My house looks like a scene straight out of Jumanji and judging by the fact that it’s January 25th and we’ve yet to take down our Christmas tree, it’s probably going to wait.  It was right back to the office after returning to Minneapolis a week ago yesterday, and despite having an entire weekend at home to re-cooperate, I’m still go go going. Hopefully that doesn’t sound whiny because the truth is I enjoy work and a lengthy To-Do list, almost to a fault probably.
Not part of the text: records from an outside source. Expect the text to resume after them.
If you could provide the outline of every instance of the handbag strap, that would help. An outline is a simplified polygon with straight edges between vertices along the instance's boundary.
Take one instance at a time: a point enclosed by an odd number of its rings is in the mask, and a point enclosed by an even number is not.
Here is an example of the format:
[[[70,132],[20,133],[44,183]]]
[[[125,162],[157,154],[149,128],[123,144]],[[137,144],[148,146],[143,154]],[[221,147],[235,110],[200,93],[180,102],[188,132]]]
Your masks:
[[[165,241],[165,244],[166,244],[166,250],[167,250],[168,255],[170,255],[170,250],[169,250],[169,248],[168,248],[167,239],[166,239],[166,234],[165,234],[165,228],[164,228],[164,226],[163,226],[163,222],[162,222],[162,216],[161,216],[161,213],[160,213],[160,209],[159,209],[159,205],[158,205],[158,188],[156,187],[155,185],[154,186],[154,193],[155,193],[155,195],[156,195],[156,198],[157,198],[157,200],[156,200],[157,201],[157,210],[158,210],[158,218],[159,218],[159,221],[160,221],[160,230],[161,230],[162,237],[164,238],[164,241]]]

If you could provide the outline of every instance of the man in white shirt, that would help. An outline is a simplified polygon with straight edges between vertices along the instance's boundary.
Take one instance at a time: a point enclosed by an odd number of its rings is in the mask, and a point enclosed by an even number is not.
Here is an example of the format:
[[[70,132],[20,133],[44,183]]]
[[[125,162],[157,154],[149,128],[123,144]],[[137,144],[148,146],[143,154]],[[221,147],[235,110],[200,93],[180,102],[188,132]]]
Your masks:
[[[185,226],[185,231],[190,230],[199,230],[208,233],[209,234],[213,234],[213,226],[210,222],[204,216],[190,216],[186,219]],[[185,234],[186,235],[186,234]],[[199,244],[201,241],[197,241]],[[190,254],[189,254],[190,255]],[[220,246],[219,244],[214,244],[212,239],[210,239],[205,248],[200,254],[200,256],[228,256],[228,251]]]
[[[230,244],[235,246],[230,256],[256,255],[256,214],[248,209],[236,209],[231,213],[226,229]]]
It’s been my intention for a week now to tell you, oh HEY everyone WE ARE GETTING MARRIED! We’re incredibly private people when it comes to our relationship so I’ve been struggling to broach the topic  in a way that makes it less about the announcement and more about what really matters – the friendship and continued commitment we already have. Then I find myself listing off the who, what, where and when of the whole thing – us, engagement, Hermosa Beach, January 17th – and I end up sounding like my relationship status is a business transaction when the truth is I am excited and I am happy.  I’ve gotten a lot of congratulatory messages from people I haven’t even spoken to in years and if I’m being completely honest, it’s a bit awkward.  I appreciate the well wishes – absolutely – but it seems strange to receive a ‘job well done!’ when we’ve been a family for so long even I’ve lost track.  7 years? 8 years? 7.5 years? The truth is, IT DOESN’T MATTER.  We’re each other’s strongest ally.  I was about to say we are incredibly lucky – and maybe in some ways we are – but I don’t know if luck has anything to do with it. It’s been hard, and at times it has been real work. But luck? I don’t know if I’ve ever received anything because of luck.  It’s effort and integrity and making each other better people.  We share everything so perhaps at this point I am most excited to share our name.  Pretty ecstatic about the dress too.  NOT GONNA LIE.

Oh yea, and about that photo slideshow.  We’ll get there. It’s on my To-Do list right after “remember to breathe.”